Financial sources have said in the past that while the retailer has been an acquisition target, the Dillard family isn’t willing to sell.
Other recent activist investor activity include Iceland’s Baugur Group, which is interested in expanding its holdings in Saks into full ownership of the luxury retailer, and William Ackman’s Pershing Square Capital Management, which took a 9.6 percent stake in discounter Target Corp. in July. The speculation on Wall Street is that Ackman might try to push Target to boost shareholder value via a sale of its credit card portfolio. Target said last month it expects to complete a review of the operation during the first calendar quarter of this year. Ackman, who also was instrumental in derailing Sears Holdings’ chairman Edward Lampert’s attempt to take full control of Sears Canada last year, in October purchased a 3.5 percent stake, or 5 million shares, in Sears Holdings through Pershing.

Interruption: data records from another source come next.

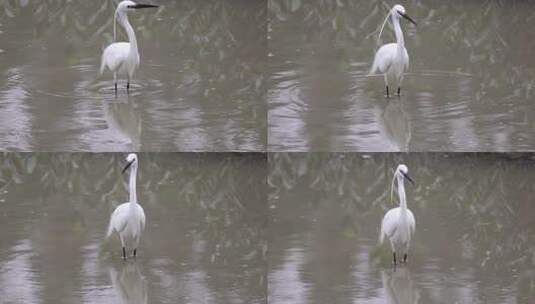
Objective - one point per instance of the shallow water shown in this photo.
(199, 86)
(475, 230)
(469, 87)
(204, 241)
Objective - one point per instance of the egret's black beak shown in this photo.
(407, 177)
(142, 6)
(127, 166)
(408, 18)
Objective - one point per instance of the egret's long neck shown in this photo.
(133, 174)
(401, 192)
(130, 33)
(399, 33)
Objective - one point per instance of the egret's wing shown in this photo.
(406, 55)
(412, 221)
(389, 224)
(142, 217)
(115, 55)
(119, 217)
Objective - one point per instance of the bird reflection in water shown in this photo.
(397, 125)
(129, 285)
(399, 287)
(125, 120)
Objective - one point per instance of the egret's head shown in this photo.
(125, 6)
(403, 172)
(399, 11)
(131, 159)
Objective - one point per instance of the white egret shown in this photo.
(123, 57)
(398, 224)
(392, 59)
(128, 219)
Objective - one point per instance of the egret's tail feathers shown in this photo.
(374, 66)
(381, 236)
(110, 230)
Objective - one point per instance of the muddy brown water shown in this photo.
(474, 240)
(204, 241)
(469, 87)
(199, 86)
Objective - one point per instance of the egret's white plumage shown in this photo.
(123, 57)
(128, 219)
(392, 59)
(398, 224)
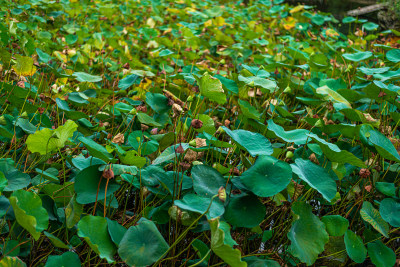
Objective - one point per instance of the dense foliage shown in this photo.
(196, 133)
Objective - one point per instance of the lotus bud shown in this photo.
(222, 194)
(319, 123)
(289, 155)
(287, 90)
(193, 142)
(24, 115)
(3, 121)
(133, 111)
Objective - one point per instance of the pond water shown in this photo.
(339, 8)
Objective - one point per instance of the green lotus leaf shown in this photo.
(307, 235)
(380, 142)
(47, 140)
(255, 143)
(298, 136)
(85, 77)
(230, 256)
(355, 247)
(142, 245)
(95, 232)
(372, 216)
(207, 180)
(248, 110)
(211, 88)
(336, 225)
(335, 154)
(390, 211)
(316, 177)
(198, 204)
(96, 150)
(87, 182)
(68, 259)
(29, 212)
(245, 206)
(24, 66)
(381, 255)
(12, 262)
(356, 57)
(267, 177)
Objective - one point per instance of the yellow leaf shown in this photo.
(24, 66)
(331, 33)
(151, 22)
(289, 23)
(219, 21)
(208, 23)
(333, 96)
(296, 9)
(60, 56)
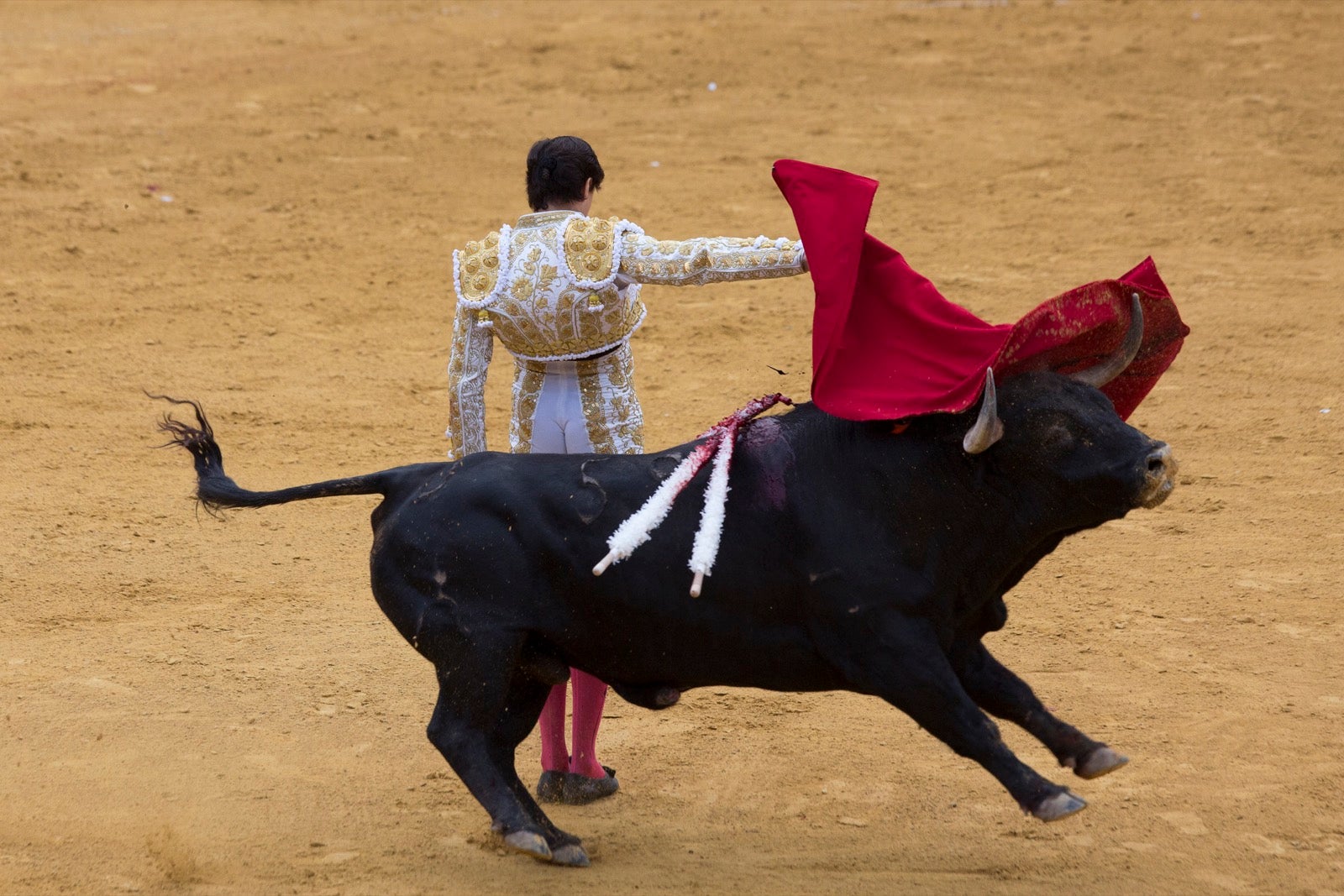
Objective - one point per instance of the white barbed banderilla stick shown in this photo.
(640, 526)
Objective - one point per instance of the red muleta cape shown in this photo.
(887, 345)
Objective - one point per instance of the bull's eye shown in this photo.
(1058, 438)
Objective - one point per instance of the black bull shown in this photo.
(853, 558)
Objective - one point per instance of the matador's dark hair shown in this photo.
(557, 170)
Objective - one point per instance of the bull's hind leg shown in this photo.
(1001, 694)
(911, 672)
(484, 711)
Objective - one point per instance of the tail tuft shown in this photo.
(201, 441)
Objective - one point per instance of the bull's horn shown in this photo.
(988, 427)
(1112, 367)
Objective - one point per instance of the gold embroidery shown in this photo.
(528, 390)
(479, 268)
(589, 248)
(611, 407)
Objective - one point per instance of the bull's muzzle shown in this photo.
(1159, 476)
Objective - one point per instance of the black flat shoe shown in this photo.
(550, 789)
(581, 790)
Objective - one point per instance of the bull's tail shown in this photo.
(215, 490)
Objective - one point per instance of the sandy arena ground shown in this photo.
(203, 707)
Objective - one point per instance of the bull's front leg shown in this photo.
(907, 668)
(1001, 694)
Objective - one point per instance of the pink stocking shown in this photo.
(589, 699)
(555, 757)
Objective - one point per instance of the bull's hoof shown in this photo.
(571, 856)
(530, 842)
(580, 790)
(1059, 806)
(1100, 762)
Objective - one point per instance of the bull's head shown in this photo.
(1070, 426)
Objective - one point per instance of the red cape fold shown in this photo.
(887, 345)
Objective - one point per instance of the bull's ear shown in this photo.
(988, 427)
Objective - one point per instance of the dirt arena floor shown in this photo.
(253, 204)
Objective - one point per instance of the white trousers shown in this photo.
(577, 407)
(558, 422)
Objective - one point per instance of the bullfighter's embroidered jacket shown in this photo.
(564, 286)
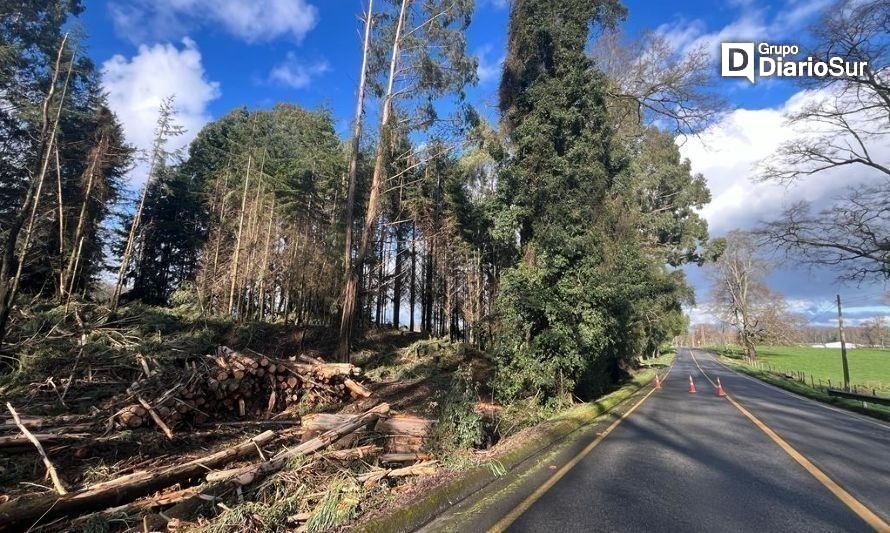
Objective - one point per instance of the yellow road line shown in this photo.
(848, 499)
(509, 518)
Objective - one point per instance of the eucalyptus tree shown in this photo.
(419, 57)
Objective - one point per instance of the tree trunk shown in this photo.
(349, 294)
(234, 274)
(397, 279)
(26, 512)
(9, 284)
(411, 288)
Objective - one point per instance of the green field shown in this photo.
(869, 368)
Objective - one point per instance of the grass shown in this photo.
(869, 367)
(804, 389)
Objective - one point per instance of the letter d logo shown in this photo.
(737, 60)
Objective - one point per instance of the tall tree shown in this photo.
(847, 121)
(427, 60)
(165, 129)
(739, 294)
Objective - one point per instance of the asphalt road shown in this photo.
(695, 462)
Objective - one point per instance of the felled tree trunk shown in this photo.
(26, 512)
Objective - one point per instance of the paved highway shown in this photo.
(762, 460)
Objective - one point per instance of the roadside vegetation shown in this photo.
(869, 367)
(803, 382)
(281, 328)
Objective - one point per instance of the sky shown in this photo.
(215, 55)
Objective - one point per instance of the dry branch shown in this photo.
(251, 473)
(156, 418)
(25, 512)
(57, 483)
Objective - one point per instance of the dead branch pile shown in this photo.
(218, 479)
(236, 383)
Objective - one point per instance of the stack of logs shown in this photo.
(247, 385)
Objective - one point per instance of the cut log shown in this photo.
(402, 424)
(309, 359)
(404, 457)
(357, 388)
(26, 512)
(428, 467)
(317, 423)
(18, 441)
(352, 454)
(251, 473)
(57, 483)
(156, 418)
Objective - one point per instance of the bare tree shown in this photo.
(875, 331)
(852, 236)
(165, 129)
(846, 127)
(8, 261)
(653, 81)
(739, 294)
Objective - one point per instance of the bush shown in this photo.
(459, 425)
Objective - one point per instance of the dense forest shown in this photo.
(550, 240)
(430, 288)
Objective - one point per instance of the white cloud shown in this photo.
(294, 73)
(137, 85)
(250, 20)
(499, 4)
(487, 70)
(753, 24)
(727, 154)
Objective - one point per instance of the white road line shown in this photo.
(851, 414)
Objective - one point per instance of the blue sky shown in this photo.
(219, 54)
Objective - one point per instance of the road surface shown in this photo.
(764, 460)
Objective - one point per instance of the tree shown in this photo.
(288, 242)
(875, 331)
(740, 296)
(158, 159)
(552, 190)
(427, 60)
(852, 236)
(651, 81)
(848, 125)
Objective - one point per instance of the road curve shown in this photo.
(691, 462)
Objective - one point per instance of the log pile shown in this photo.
(233, 383)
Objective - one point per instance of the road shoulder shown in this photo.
(458, 504)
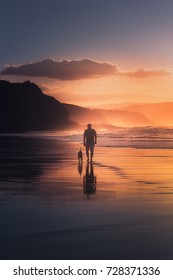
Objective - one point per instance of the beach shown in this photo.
(47, 213)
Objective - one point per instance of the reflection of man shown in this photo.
(89, 140)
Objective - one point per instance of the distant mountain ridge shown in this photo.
(23, 107)
(110, 117)
(160, 113)
(84, 115)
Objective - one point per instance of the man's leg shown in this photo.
(87, 152)
(92, 151)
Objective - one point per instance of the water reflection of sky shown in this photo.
(45, 212)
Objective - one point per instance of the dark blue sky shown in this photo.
(130, 33)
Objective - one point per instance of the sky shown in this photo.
(92, 52)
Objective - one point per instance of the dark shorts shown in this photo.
(90, 146)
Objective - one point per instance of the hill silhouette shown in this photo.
(23, 107)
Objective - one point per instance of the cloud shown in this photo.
(143, 73)
(78, 69)
(63, 70)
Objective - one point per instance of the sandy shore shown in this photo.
(46, 214)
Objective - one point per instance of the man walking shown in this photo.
(89, 140)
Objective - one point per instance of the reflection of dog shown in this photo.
(80, 155)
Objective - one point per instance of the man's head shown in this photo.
(89, 125)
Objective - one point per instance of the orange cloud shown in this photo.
(63, 70)
(79, 69)
(144, 73)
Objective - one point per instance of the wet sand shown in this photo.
(46, 214)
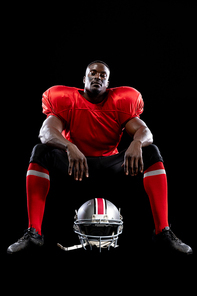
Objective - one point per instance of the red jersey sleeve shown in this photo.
(57, 101)
(129, 104)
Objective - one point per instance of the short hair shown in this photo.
(98, 61)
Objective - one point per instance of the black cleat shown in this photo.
(30, 236)
(167, 240)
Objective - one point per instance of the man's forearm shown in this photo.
(51, 136)
(144, 135)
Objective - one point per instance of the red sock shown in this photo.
(37, 184)
(155, 184)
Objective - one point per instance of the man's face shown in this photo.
(96, 79)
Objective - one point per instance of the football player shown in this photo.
(80, 137)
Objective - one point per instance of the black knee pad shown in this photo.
(38, 154)
(151, 155)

And while most retailers rarely discuss their investors in public, not all are as reticent. On Monday, off-pricer Syms Corp. said in a statement that it was sending a letter to shareholders updating its transition from trading on the Big Board to the over-the-counter Pink Sheets. It also used the opportunity to criticize one investor — Barington — for filing a lawsuit that seeks to compel Syms to relist its shares on the New York Stock Exchange.